Rechtspraak
Gerechtshof Arnhem-Leeuwarden (Locatie Leeuwarden), 11 november 2022
ECLI:NL:GHARL:2022:9709
Feiten
Werkneemster is sinds 2 januari 2018 in dienst bij Noorderbreedte. Aanvankelijk was werkneemster gestart in de functie van verzorgende IG. Noorderbreedte heeft werkneemster op haar verzoek per 28 mei 2020 herplaatst in de functie van verpleegkundige niveau 4. Medio september 2020 is er een conflictsituatie ontstaan met een van haar collega’s. Beiden zijn in een ander team geplaatst. Werkneemster heeft zich daartegen verzet. Vervolgens heeft zij Noorderbreedte meermaals laten weten dat zij het niet eens is met haar inschaling in haar functie. Noorderbreedte heeft daarop aangegeven dat zij is ingeschaald conform de cao en dat daar niet van kan worden afgeweken. Naar aanleiding van een brief van werkneemster heeft op 23 december 2020 een gesprek plaatsgevonden met werkneemster, haar leidinggevende en een HR-adviseur.
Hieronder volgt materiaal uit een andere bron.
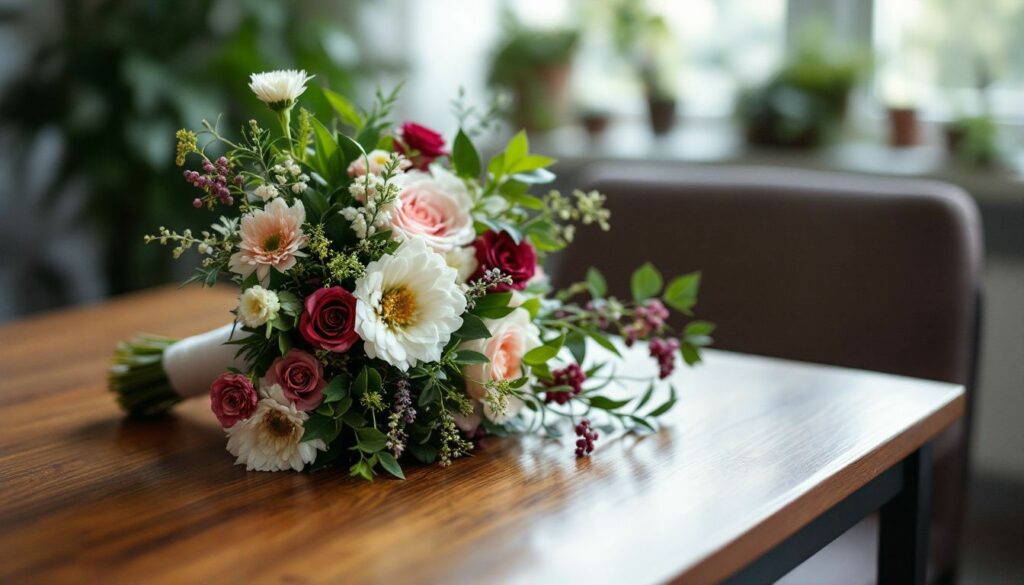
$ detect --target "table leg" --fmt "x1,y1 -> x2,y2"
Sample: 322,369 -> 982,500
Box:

Werkneemster heeft ervoor gekozen om de functie verpleegkundige te blijven uitoefenen. Zij is erop gewezen dat zij moet werken aan haar manier van communiceren en haar houding als zij wil doorstromen. Op 19 februari 2021 hebben partijen een leerovereenkomst gesloten voor een hbo-opleiding en een nieuwe functie. In de periode die volgde, is werkneemster herhaaldelijk aangesproken op haar houding en gedrag. Werkneemster kan zich niet vinden in die kritiek. De samenwerking met collega’s gaat lastig. Op 1 juli 2021 heeft een gesprek plaatsgevonden tussen werkneemster, de HR-adviseur en haar leidinggevende. Uit het daarvan opgemaakte gespreksverslag volgt dat Noorderbreedte meent dat er sprake is van een patroon in houding en gedrag en dat het vertrouwen dat werkneemster in staat is om dit patroon te doorbreken onherstelbaar is beschadigd. Werkneemster heeft toen aangegeven aangifte van smaad te doen. De volgende dag heeft Noorderbreedte aangegeven de arbeidsovereenkomst te willen beëindigen. De kantonrechter heeft de arbeidsovereenkomst ontbonden op de g-grond. Werkneemster heeft hiertegen hoger beroep ingesteld.
Oordeel
Werkneemster is van mening dat de kantonrechter de arbeidsovereenkomst ten onrechte heeft ontbonden. Zij heeft in hoger beroep benadrukt dat zij regelmatig door Noorderbreedte en anderen is gewaardeerd voor het werk dat zij deed. Noorderbreedte heeft erkend dat zij het nodige goede werk heeft gedaan en heeft dit ook richting werkneemster uitgesproken. Dit is slechts één kant van de medaille. De andere kant ziet op de samenwerking. Werkneemster heeft ook op de zitting in hoger beroep de kritiek in alle toonaarden bestreden. Zij ziet daarbij over het hoofd dat het de werkgever vrijstaat om kritiek te hebben op de wijze waarop werkneemster functioneert. Keer op keer hebben collega-professionals werkneemster aangesproken op haar wijze van communiceren en de wijze van omgaan met kritiek. Door dat telkens weer verre van zich te werpen is uiteindelijk en begrijpelijk de situatie ontstaan dat het vertrouwen in een werkbare arbeidsverhouding aan de kant van Noorderbreedte is komen te ontbreken en de arbeidsverhouding met Noorderbreedte ernstig en duurzaam verstoord is geraakt. Het feit dat er geen verbeterplan is opgesteld, betekent niet dat Noorderbreedte zich niet heeft ingespannen en werkneemster in de gelegenheid heeft gesteld om haar functioneren te verbeteren. Er zijn vele gesprekken met werkneemster gevoerd en zij is intensief begeleid. Een apart verbeterplan was overbodig geweest. De arbeidsovereenkomst is dus terecht op de g-grond ontbonden. Herplaatsing is niet mogelijk gebleken.